This week’s photo theme is: Director’s Seat. Last month, well-known (male) Chinese film director Ding Taisheng made a controversial statement on Sina Weibo to the effect that “women can be great producers, but rarely directors.” (That’s a paraphrase from memory — his Weibo account, which had over 140,000 followers, has since been deleted.) In response, this week we’ll take a look behind the camera at the work of a few exemplary female filmmakers in China, past and present.

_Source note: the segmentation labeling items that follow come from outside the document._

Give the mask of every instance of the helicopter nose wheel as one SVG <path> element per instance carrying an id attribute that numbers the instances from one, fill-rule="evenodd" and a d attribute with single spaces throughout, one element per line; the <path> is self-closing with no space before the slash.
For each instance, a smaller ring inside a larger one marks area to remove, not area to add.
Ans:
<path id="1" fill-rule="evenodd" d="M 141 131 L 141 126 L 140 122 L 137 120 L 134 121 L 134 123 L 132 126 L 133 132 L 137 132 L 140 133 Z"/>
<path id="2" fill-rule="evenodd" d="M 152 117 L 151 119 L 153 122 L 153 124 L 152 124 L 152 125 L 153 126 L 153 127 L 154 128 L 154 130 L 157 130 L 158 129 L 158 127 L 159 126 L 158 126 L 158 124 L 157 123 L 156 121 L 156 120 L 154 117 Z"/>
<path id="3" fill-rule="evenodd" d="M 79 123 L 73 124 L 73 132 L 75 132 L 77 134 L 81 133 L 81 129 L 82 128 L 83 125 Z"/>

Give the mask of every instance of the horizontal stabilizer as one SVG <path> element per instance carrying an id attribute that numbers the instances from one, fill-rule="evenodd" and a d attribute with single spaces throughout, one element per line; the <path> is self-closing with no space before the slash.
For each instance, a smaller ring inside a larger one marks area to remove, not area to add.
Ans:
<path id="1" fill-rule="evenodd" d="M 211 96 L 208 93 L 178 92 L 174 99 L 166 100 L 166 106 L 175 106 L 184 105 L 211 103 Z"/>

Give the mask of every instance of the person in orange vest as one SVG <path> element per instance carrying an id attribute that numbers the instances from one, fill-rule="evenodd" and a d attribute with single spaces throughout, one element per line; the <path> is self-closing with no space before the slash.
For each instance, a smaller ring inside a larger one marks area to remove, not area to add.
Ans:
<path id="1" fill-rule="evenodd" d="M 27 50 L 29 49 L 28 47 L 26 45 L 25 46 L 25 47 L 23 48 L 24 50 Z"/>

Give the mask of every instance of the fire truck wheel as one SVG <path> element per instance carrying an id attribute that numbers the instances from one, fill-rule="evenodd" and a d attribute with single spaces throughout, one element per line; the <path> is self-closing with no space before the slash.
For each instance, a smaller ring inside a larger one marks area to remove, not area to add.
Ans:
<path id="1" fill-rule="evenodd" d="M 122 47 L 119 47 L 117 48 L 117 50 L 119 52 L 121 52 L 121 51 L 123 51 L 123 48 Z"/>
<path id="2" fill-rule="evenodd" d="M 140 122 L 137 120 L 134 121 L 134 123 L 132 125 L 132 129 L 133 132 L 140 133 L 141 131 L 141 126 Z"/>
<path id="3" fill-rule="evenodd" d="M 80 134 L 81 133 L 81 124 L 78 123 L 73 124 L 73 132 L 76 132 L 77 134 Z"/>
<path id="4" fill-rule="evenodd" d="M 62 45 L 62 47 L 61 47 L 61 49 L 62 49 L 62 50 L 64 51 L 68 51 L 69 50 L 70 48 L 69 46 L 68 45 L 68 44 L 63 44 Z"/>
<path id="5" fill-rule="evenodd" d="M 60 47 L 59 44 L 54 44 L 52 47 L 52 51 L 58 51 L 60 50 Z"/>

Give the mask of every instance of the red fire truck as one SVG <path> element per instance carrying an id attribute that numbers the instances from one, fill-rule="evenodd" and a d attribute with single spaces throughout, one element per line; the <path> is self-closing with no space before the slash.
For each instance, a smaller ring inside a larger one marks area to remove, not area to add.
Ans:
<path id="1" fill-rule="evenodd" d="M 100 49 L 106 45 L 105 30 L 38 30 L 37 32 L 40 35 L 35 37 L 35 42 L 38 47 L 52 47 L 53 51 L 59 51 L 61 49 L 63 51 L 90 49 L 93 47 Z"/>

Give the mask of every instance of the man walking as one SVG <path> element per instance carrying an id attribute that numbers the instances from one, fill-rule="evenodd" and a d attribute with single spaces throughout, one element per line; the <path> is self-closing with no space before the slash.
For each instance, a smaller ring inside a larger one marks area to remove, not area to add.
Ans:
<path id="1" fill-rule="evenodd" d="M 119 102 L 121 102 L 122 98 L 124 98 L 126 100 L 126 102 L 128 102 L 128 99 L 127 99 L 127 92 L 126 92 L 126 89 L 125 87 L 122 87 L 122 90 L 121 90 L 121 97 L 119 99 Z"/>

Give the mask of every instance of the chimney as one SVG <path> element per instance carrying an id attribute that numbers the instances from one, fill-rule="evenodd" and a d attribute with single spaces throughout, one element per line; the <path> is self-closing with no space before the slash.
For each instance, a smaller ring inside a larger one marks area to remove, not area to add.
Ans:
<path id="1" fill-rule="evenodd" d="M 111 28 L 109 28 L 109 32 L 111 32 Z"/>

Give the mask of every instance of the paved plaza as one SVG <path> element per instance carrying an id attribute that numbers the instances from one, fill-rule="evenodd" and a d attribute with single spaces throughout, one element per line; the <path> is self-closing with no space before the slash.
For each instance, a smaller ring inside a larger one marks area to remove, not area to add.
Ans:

Today’s selection is a still from Girls Always Happy (柔情史), Beijing director Yang Mingming’s debut feature, which recently premiered in Berlin. An early review on film site Another Gaze explores the film’s core theme:
Girls Always Happy offers a searing and unapologetic look into how women are habitually positioned into mutually contradictory roles, and how their resultant emotional, material, and even existential dependence on men – acutely felt in modern China – place them in constant competition amongst other women in a way that can engender pettiness, smallness, and jealousy. We witness the paradoxical set-up of a social system that tells women to value male approval above all else and then calls them greedy, evil and jealous for trying to succeed in a world that does not allow any additional routes to greatness; “the ruling caste”, Simone de Beauvoir notes in 1949 in her landmark The Second Sex, has a tendency to “base its argument [about the inferiority of others] on the state of affairs it created itself.”